About the Book
In the narratives of the Indian and Western traditions, both the construction of the character and the configuration of an action have remarkably the idealized perspectives. In them the nature of action is very realistic, hence it commutes itself through its orientation in the cause and the effect. The dimension of this dichotomy acquires various meanings and internalizations. While in the Indian tradition, the action is almost reversible and foresees the growth of cumulative assortment of events, in the European narratives, the organization of an action is obtained in an event that is by and large irreversible in nature. To drive this point home, Pañcatantra, Hitopadeśa, Jātakakathāvalī, Kathāsaritsāgara, Baitāl Paccīsī and Siṁhāsana Battīsī from the Indian tradition, and Aesop’s Fables, The Canterbury Tales, Legends of King Arthur, The Decameron and The Pilgrim’s Progress from the Western side are well explored in this volume.
The pursuit of meaning in Indian and European earliest narratives is to convey the action by certain instruments of transformation of which conjunction, injunction, conception and inception are the most important.

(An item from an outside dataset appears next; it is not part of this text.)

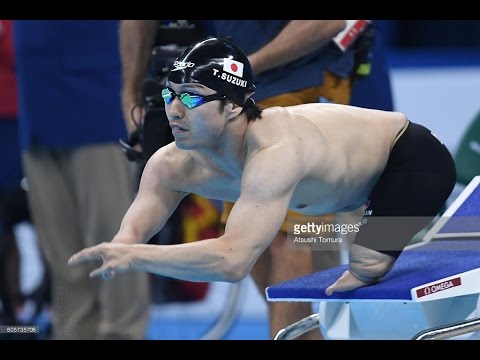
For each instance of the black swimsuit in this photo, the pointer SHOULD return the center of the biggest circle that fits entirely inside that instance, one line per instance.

The book makes a serious discussion about resolution and convergence between Pañcatantra and The Canterbury Tales, and Jātakakathāvalī and The Pilgrim’s Progress, offering certain conceptual structures, which would determine the propriety of a new theoretical effort.
This book therefore proposes to lay a foundation for construction of a theory of meaning in relation to the action that is obtained in the progress of earliest narratives at large.
About the Author
Bhavatosh Indraguru received his PhD from the Jawaharlal Nehru University, New Delhi. He specialises in Comparative Poetics, Comparative Linguistics and Comparative Literature. He has taught at Universities at Itanagar, in Arunachal Pradesh and Bilaspur in Chhattisgarh. Presently he is teaching at the Department of English and Other European Languages, University of Saugar, Sagar in Madhya Pradesh.